Lozenge tilings and the Gaussian free field on a cylinder

TL;DR

This paper investigates lozenge tilings on an infinite cylinder using the periodic Schur process, demonstrating convergence to a Gaussian free field with specific fluctuation behaviors under different measures, confirming conjectures in dimer models.

Contribution

It applies the periodic Schur process to analyze the height function of lozenge tilings on a cylinder, revealing new fluctuation results and confirming the Gaussian free field behavior in this setting.

Findings

Height function converges to a deterministic shape.

Fluctuations are described by the Gaussian free field.

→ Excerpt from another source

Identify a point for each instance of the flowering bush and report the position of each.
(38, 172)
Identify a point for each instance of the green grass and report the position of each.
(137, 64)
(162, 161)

Additional discrete Gaussian shift appears in one variant.

Abstract

We use the periodic Schur process, introduced in arXiv:math/0601019v1, to study the random height function of lozenge tilings (equivalently, dimers) on an infinite cylinder distributed under two variants of the $q^{\operatorname{vol}}$ measure. Under the first variant, corresponding to random cylindric partitions, the height function converges to a deterministic limit shape and fluctuations around it are given by the Gaussian free field in the conformal structure predicted by the Kenyon-Okounkov conjecture. Under the second variant, corresponding to an unrestricted dimer model on the cylinder, the fluctuations are given by the same Gaussian free field with an additional discrete Gaussian shift component. Fluctuations of the latter type have been previously conjectured for dimer models on planar domains with holes.